I am not advocating any of this, of course. In fact, the notion is horrifying, and I'd dedicate my life to unelecting any American government that dared try it. But there is a lesson here, one known to Caesar and Machiavelli: with some people, it really is better to be feared than loved, especially if "loved" isn't really an option. Arabs and Muslims are certainly not loved in Europe, to put it mildly -- but they are definitely feared, and that gives them power. Jews aren't loved, either -- but they are also not feared, and therefore get the shaft. The Turks marching in anti-American demonstrations don't really fear America, but they fear al-Qaeda, and want to yield to their demands.

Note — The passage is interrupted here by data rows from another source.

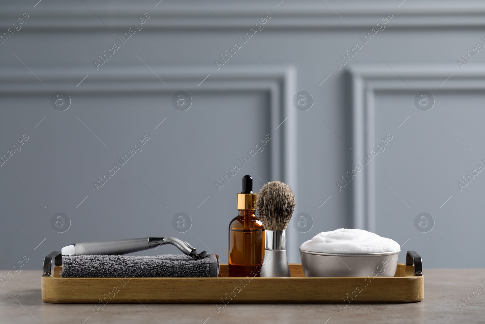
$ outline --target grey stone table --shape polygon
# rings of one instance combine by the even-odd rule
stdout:
[[[485,323],[485,291],[477,290],[485,289],[485,269],[425,269],[422,301],[351,304],[340,312],[335,304],[229,304],[219,312],[214,304],[108,304],[97,312],[93,304],[43,302],[40,274],[22,270],[0,287],[0,323]]]

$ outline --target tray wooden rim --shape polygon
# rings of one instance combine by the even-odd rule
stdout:
[[[225,265],[221,265],[221,274],[225,273]],[[393,277],[314,277],[305,276],[301,264],[290,266],[292,276],[285,278],[62,278],[59,274],[62,266],[56,266],[53,276],[42,277],[42,300],[48,303],[103,306],[120,303],[211,303],[223,307],[229,302],[409,303],[420,301],[424,297],[424,276],[415,275],[413,266],[398,264]],[[127,279],[129,282],[121,286]],[[366,280],[369,283],[363,286]],[[115,292],[113,285],[118,288]],[[239,288],[239,291],[236,292],[235,286]],[[361,287],[358,292],[357,286]]]

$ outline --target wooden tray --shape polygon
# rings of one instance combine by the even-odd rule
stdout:
[[[52,276],[51,262],[55,259]],[[305,276],[291,264],[290,278],[229,278],[221,264],[218,278],[62,278],[61,257],[46,257],[42,300],[55,303],[410,303],[424,297],[421,257],[408,251],[394,277]],[[47,264],[48,263],[48,264]]]

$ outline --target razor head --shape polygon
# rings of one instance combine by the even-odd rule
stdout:
[[[192,250],[192,251],[190,254],[189,254],[189,256],[192,256],[194,260],[195,260],[196,261],[197,260],[201,260],[207,257],[207,252],[206,252],[205,251],[203,251],[200,253],[197,254],[197,253],[195,253],[195,250]]]

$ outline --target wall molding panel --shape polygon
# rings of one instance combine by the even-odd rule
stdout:
[[[400,5],[399,1],[391,4],[389,1],[375,1],[369,3],[354,0],[329,1],[330,7],[321,1],[285,2],[277,6],[279,1],[208,1],[210,5],[209,7],[202,1],[184,1],[185,6],[182,7],[177,3],[164,1],[155,7],[158,2],[87,1],[99,17],[81,2],[41,2],[35,8],[33,5],[25,5],[25,11],[30,17],[27,20],[28,23],[22,28],[31,31],[39,29],[124,30],[145,12],[148,12],[150,17],[143,28],[154,30],[205,29],[229,31],[230,28],[250,27],[266,12],[272,15],[271,20],[264,25],[265,28],[269,29],[350,30],[351,28],[372,28],[388,12],[393,15],[392,20],[386,25],[389,28],[470,28],[485,26],[483,19],[485,3],[480,2],[454,4],[454,7],[452,7],[446,1],[438,1],[423,3],[406,1]],[[18,12],[18,5],[14,1],[5,2],[0,13],[0,28],[2,29],[8,28],[11,23],[10,20],[21,13]],[[62,5],[56,5],[61,3]]]
[[[348,72],[352,85],[352,163],[362,158],[375,145],[376,91],[485,90],[485,65],[483,64],[476,65],[473,70],[461,71],[454,65],[395,65],[393,69],[385,64],[354,65]],[[369,163],[359,173],[353,180],[354,226],[375,232],[375,163]]]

It's also why I find the idea of world peace through negotiations and understanding to be bogus. In the end, peace is built on fear first, mutual understanding second. Our peace with Canada and Mexico was achieved after several wars; peace in Europe was the result of a devastating world war and a subsequent need for Western Europe to be protected from the Russians (there's that fear again). Common understandings break down, as our disagreement with Europeans over Afghanistan and Iraq has shown; fear endures, which is why for all their protests and wailings, they stayed out of the way after Iraq was invaded. Fear is what kept the peace throughout the Cold War. Fear is what keeps the North Korean regime in power. Fear is what keeps Arabs from attacking Israel en masse. Ultimately, fear is the only thing that works.

We know all this, of course -- have for millenia, and a few dumb ideas from post-Great-War era aren't going to snow us any time soon. Still, the U.S. and its allies are trying to find a new way to lead and inspire, without the use of intimidation; to get people to see things our way and stand up for what we think they know is right: an end to tyranny, to mass-murder in the name of religion, and personal freedom for all. It's hard, not just because some reject this view outright, but because many would rather not stand up for anything, and hope every conflict is just dropped or goes away, to be replaced by "peace." The question is whether their attitude will prevail -- really allowing terrorism to win and prosper -- or whether they will be eclipsed by people with actual principles and actual backbone.

I don't know. But the fate of much of the world depends on it -- quite literally.